Ежедневно выхожу на поиски еды. Ежедневно ищу какую-нибудь речушку. Озерцо. Что-нибудь такое, где вода пусть и холодная, где, возможно, ледяная корка поверху, но где я смогу попробовать выловить рыбу, подплывающую к поверхности. Для этого я даже переделал свой нож в копье. Хотя нет, нож превратился в копье, чтобы можно было отбиваться на расстоянии… Чтобы можно было попробовать кинуть и таким образом раздобыть себе кусок свежего мяса там, где пускай немного, но есть грибы, которые я не рискую съесть, ягоды, которые не вызывают доверия… Там, где все в равной степени играет и на руку, и против!

Несколько раз поле ловушек приносит результаты. К тому моменту я голодаю уже несколько дней к ряду, а после еды мне плохо. Желудок, будто бы разучившись переваривать, старается отвергнуть пищу, но в итоге пускает в переработку.

Все приносит мне боль: движения, пища, воспоминания, стремление выжить. Все доставляет страдания, но я продолжаю биться, не желая отдавать жизнь! Все показывает, что мне не выжить, но я отрицаю подобную реальность даже тогда, когда замечаю, что поврежденная нога становится гораздо меньше в обхвате. Когда любая попытка согнуть её в коленном суставе заканчивается мыслями: «Давай! Давай! Проклятье! Работай, тварь! Сгибайся!» и обессиленными попытками помочь руками.

Когда подобная метаморфоза настигает меня, я уже нахожусь на последнем рубеже голода. Отражение в горячем источнике показывает мне пускай и чистое лицо, но изрядно поросшее волосами, что расположились под выпершими скулами и полностью исчезнувшими щеками.

Руки становятся тонкими, как у девчонки. Одна нога тоже сильно исхудала. Поврежденная же напоминает ветку, которую проще сломать и выкинуть, чтобы она не мешалась.

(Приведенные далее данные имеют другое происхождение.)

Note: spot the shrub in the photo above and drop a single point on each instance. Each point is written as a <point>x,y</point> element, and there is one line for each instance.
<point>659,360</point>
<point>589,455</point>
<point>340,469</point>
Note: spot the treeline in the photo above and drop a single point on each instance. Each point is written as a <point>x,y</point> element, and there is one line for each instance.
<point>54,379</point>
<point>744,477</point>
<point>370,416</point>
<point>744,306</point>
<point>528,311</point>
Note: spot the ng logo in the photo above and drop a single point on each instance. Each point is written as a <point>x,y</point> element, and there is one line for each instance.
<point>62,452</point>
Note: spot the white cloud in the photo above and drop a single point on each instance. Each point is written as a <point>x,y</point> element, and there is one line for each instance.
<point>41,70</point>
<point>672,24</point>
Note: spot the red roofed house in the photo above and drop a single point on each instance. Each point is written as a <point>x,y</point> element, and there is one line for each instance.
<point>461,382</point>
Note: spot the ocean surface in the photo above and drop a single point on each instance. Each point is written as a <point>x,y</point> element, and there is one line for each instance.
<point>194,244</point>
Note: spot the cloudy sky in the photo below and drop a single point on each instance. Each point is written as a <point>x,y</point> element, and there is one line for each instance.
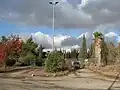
<point>73,18</point>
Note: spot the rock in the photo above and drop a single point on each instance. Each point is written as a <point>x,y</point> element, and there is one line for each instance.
<point>33,75</point>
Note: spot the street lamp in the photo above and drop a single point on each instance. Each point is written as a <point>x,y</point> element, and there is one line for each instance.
<point>53,3</point>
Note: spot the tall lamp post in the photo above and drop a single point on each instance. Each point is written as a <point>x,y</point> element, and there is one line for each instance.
<point>53,3</point>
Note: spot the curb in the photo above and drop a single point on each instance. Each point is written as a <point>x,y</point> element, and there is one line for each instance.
<point>14,69</point>
<point>105,75</point>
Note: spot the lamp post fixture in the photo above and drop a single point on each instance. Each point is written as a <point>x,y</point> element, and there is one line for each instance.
<point>53,3</point>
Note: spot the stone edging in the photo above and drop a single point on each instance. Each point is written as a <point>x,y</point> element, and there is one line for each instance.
<point>60,74</point>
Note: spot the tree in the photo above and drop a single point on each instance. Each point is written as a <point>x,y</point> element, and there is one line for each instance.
<point>83,50</point>
<point>29,53</point>
<point>74,53</point>
<point>97,34</point>
<point>54,62</point>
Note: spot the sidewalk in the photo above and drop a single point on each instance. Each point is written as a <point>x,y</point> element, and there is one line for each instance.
<point>106,73</point>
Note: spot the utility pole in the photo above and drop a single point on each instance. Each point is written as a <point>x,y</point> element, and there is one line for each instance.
<point>53,3</point>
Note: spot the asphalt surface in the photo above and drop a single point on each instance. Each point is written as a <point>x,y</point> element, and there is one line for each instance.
<point>81,80</point>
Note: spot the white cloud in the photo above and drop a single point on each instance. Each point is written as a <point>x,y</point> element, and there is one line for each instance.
<point>111,34</point>
<point>67,42</point>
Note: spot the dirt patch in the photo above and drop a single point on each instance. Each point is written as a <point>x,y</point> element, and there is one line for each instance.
<point>110,71</point>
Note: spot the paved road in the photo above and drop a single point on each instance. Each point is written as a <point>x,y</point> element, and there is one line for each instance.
<point>77,81</point>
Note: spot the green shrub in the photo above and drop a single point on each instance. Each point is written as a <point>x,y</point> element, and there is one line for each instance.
<point>28,59</point>
<point>10,62</point>
<point>54,62</point>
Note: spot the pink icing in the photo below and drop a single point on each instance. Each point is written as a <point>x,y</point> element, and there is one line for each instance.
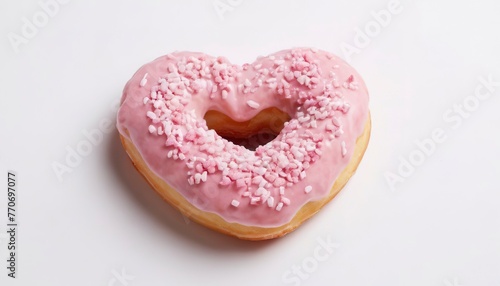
<point>164,103</point>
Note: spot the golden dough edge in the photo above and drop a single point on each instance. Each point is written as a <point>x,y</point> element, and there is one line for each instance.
<point>217,223</point>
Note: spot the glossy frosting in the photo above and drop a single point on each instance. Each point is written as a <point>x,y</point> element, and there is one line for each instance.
<point>164,103</point>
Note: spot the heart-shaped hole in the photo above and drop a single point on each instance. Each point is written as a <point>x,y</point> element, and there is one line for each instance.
<point>259,130</point>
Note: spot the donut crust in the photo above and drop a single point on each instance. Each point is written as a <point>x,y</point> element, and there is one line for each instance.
<point>217,223</point>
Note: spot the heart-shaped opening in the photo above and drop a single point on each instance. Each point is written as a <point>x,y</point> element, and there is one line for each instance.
<point>259,130</point>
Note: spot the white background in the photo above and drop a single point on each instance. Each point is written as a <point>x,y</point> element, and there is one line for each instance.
<point>440,226</point>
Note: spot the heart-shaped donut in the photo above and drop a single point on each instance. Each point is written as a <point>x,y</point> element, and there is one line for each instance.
<point>251,194</point>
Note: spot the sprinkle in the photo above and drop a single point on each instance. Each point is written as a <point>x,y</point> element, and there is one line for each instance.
<point>279,206</point>
<point>286,201</point>
<point>151,129</point>
<point>144,80</point>
<point>151,115</point>
<point>308,189</point>
<point>344,149</point>
<point>254,200</point>
<point>253,104</point>
<point>270,202</point>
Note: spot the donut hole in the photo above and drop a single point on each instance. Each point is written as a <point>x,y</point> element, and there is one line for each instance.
<point>259,130</point>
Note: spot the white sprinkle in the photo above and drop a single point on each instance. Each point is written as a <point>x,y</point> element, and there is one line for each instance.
<point>144,80</point>
<point>151,129</point>
<point>308,189</point>
<point>314,124</point>
<point>279,206</point>
<point>254,200</point>
<point>151,115</point>
<point>253,104</point>
<point>260,191</point>
<point>302,175</point>
<point>344,149</point>
<point>270,202</point>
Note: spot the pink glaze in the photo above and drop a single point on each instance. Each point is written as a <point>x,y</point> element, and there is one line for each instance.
<point>164,103</point>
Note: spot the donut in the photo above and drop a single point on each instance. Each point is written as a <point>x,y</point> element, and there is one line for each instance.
<point>185,121</point>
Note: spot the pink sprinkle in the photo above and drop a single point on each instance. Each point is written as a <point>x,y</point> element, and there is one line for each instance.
<point>253,104</point>
<point>344,149</point>
<point>151,129</point>
<point>308,189</point>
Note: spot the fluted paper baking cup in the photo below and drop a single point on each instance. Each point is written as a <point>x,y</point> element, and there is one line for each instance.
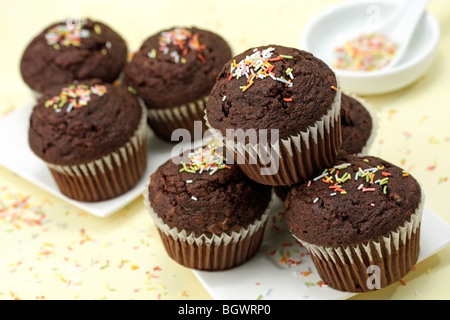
<point>109,176</point>
<point>218,252</point>
<point>298,157</point>
<point>164,121</point>
<point>372,265</point>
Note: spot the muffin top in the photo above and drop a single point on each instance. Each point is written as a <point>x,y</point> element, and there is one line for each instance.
<point>208,201</point>
<point>356,125</point>
<point>176,66</point>
<point>82,122</point>
<point>358,200</point>
<point>271,87</point>
<point>66,52</point>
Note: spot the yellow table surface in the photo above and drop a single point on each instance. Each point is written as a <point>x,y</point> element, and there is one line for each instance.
<point>52,250</point>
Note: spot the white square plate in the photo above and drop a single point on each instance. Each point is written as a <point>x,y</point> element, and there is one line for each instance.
<point>281,270</point>
<point>17,156</point>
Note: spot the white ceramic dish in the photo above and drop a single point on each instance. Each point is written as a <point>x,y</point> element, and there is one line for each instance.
<point>267,277</point>
<point>328,30</point>
<point>18,157</point>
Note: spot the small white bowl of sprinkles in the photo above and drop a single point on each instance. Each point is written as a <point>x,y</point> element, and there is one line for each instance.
<point>359,62</point>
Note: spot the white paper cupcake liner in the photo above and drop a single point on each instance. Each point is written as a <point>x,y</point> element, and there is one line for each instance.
<point>299,157</point>
<point>164,121</point>
<point>218,252</point>
<point>349,268</point>
<point>109,176</point>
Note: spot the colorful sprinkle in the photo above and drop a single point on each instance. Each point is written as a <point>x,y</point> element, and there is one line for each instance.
<point>368,52</point>
<point>184,41</point>
<point>77,96</point>
<point>205,159</point>
<point>258,66</point>
<point>62,35</point>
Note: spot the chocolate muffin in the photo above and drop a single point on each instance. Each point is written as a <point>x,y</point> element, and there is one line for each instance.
<point>173,72</point>
<point>357,131</point>
<point>287,96</point>
<point>65,52</point>
<point>210,216</point>
<point>360,216</point>
<point>357,125</point>
<point>92,136</point>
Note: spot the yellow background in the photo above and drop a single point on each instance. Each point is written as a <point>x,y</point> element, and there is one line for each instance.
<point>71,254</point>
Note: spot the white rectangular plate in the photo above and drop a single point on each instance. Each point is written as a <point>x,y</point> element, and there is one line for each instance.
<point>281,270</point>
<point>17,156</point>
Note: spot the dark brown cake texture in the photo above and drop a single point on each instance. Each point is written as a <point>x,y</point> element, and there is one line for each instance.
<point>285,89</point>
<point>357,128</point>
<point>63,53</point>
<point>207,199</point>
<point>361,201</point>
<point>81,124</point>
<point>173,68</point>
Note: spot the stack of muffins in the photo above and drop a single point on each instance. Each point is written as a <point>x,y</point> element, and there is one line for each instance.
<point>89,124</point>
<point>282,122</point>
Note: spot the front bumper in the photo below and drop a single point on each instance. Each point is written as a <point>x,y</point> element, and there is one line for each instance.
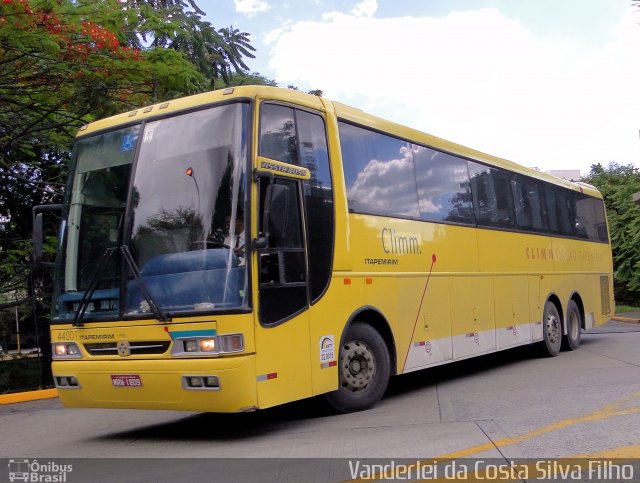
<point>162,384</point>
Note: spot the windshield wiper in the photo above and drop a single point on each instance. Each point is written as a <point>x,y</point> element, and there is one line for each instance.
<point>97,276</point>
<point>93,284</point>
<point>155,309</point>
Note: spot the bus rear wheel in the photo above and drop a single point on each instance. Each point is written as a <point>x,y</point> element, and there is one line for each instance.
<point>571,341</point>
<point>551,330</point>
<point>364,368</point>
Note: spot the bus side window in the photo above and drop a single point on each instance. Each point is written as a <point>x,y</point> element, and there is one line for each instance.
<point>278,133</point>
<point>282,269</point>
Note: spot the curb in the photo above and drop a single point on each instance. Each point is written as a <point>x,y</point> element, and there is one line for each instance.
<point>18,397</point>
<point>625,319</point>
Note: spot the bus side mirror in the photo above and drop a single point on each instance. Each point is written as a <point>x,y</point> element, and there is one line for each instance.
<point>274,215</point>
<point>37,236</point>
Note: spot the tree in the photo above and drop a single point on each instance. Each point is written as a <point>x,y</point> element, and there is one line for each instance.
<point>64,63</point>
<point>617,183</point>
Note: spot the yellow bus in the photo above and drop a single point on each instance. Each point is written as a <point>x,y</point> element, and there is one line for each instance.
<point>252,246</point>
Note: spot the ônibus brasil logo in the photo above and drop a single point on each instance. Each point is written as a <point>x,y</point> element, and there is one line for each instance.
<point>33,471</point>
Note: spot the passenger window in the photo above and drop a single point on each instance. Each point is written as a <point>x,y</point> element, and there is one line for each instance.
<point>379,173</point>
<point>444,191</point>
<point>492,196</point>
<point>527,203</point>
<point>278,134</point>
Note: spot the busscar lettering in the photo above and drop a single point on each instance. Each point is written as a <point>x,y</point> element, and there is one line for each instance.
<point>284,169</point>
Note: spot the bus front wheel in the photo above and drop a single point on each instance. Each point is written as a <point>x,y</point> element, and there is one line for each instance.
<point>571,341</point>
<point>363,369</point>
<point>551,330</point>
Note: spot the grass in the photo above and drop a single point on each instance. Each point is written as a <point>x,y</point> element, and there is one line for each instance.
<point>19,374</point>
<point>621,309</point>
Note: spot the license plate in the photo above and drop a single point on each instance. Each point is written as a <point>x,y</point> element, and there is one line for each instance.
<point>127,380</point>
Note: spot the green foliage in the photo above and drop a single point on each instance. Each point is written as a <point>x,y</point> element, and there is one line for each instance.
<point>618,183</point>
<point>244,79</point>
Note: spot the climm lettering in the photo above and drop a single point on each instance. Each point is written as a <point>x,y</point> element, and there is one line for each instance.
<point>539,253</point>
<point>397,244</point>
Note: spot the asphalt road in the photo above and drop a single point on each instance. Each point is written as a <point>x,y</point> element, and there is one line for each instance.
<point>509,405</point>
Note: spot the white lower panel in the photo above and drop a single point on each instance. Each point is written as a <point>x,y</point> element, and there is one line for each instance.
<point>428,353</point>
<point>536,331</point>
<point>513,336</point>
<point>473,343</point>
<point>423,354</point>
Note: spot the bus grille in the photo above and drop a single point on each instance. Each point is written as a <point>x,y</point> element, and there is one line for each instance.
<point>605,295</point>
<point>137,348</point>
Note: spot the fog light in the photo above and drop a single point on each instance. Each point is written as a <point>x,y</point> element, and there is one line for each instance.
<point>66,349</point>
<point>211,381</point>
<point>207,345</point>
<point>195,382</point>
<point>191,345</point>
<point>232,343</point>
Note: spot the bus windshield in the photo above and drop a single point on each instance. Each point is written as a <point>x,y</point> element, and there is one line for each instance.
<point>181,217</point>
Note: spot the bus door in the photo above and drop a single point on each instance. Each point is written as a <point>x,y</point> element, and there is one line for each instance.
<point>282,328</point>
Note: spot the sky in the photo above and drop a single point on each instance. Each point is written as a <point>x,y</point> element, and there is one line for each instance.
<point>550,84</point>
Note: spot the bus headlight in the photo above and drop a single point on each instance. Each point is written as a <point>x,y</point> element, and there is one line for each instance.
<point>66,350</point>
<point>222,344</point>
<point>208,345</point>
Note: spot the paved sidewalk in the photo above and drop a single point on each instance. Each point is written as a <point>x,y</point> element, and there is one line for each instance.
<point>633,317</point>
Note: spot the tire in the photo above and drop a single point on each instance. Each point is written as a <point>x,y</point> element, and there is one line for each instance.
<point>364,369</point>
<point>551,330</point>
<point>571,341</point>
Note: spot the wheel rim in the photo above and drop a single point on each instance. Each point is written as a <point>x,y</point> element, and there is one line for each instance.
<point>553,329</point>
<point>573,326</point>
<point>357,366</point>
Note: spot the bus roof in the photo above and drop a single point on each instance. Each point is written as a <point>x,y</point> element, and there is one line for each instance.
<point>342,111</point>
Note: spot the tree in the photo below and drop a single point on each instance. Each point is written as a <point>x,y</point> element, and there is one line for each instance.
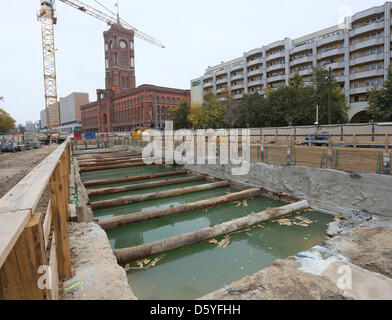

«Вот если бы у меня был топор… — думаю я, сходя с ума от голода. — Вот если бы у меня был топор, я отрубал бы по части и готовил себе себя раз в несколько дней, чтобы можно было протянуть подольше».

Эти мысли тяжелые и до дурноты приятные. Все потому, что они о жратве! В те самые моменты, когда ни о чем другом думать не получается, они кажутся настолько ужасными, что минуют все защитные процессы головы и щупальцами проникают глубоко в сознание. Эти мысли мучают меня тогда, когда я смотрю на нерабочий кусок мяса, которой стала нога, при этом я не задумываюсь ни о боли, ни о том, как остановить кровь. Это проходит стороной, потому что безумие постепенно берёт бразды правления в свои крепкие руки и начинает править мной как куклой.

Все это тянется днями и ночами и при всем моем желании не поддаваться сумасшествию, оно всё больше проникает в голову и все чаще показывает мне то, чего на самом деле нет и быть не может. Так, к примеру, однажды ночью я услышал два голоса. Я знал, что они принадлежат Лив и Стейну! Я был в этом уверен, хотя на самом деле не помнил, каким образом звучат их голоса.

Той ночью я ковыляю на побережье. Несколько раз смачно наворачиваюсь, пока на рогатке с мехом бегу до шепчущей камнями воды. Той ночью я долго кричу вдаль. Сам не знаю почему… Той ночью я уже готов сдаться, но случается чудо, и в ловушку попадается крыса. Выглядит это существо жалко. Мне приходится долго отмывать тварь. Все то время, пока я полоскал тушку в горячем источнике, я разговариваю с семьей. Это странно, потому что рядом их нет, голосов я не помню, но знаю, что они есть — голоса.

Однажды днем, стараясь найти хоть что-нибудь для жизни или пропитания, я вижу спины своих родственных жизней. Они появляются передо мной легкой дымкой. Они идут и разговаривают, но я не слышу, о чем. Тогда сначала я кричу, стараясь позвать их, но никакой реакции нет. Когда голосовые связки оказываются бесполезными, я бегу… Точнее, начинаю более активно переваливаться с ноги на ногу, прыгать… Я падаю, поднимаюсь, чтобы сделать еще несколько неровных, рваных, тяжелых шагов или прыжков вперед, чтобы вновь обрушиться на землю!.. Я схожу с ума в попытке догнать удаляющиеся спины и смеющиеся голоса, но так и не могу это сделать, потому что на самом деле их и не было.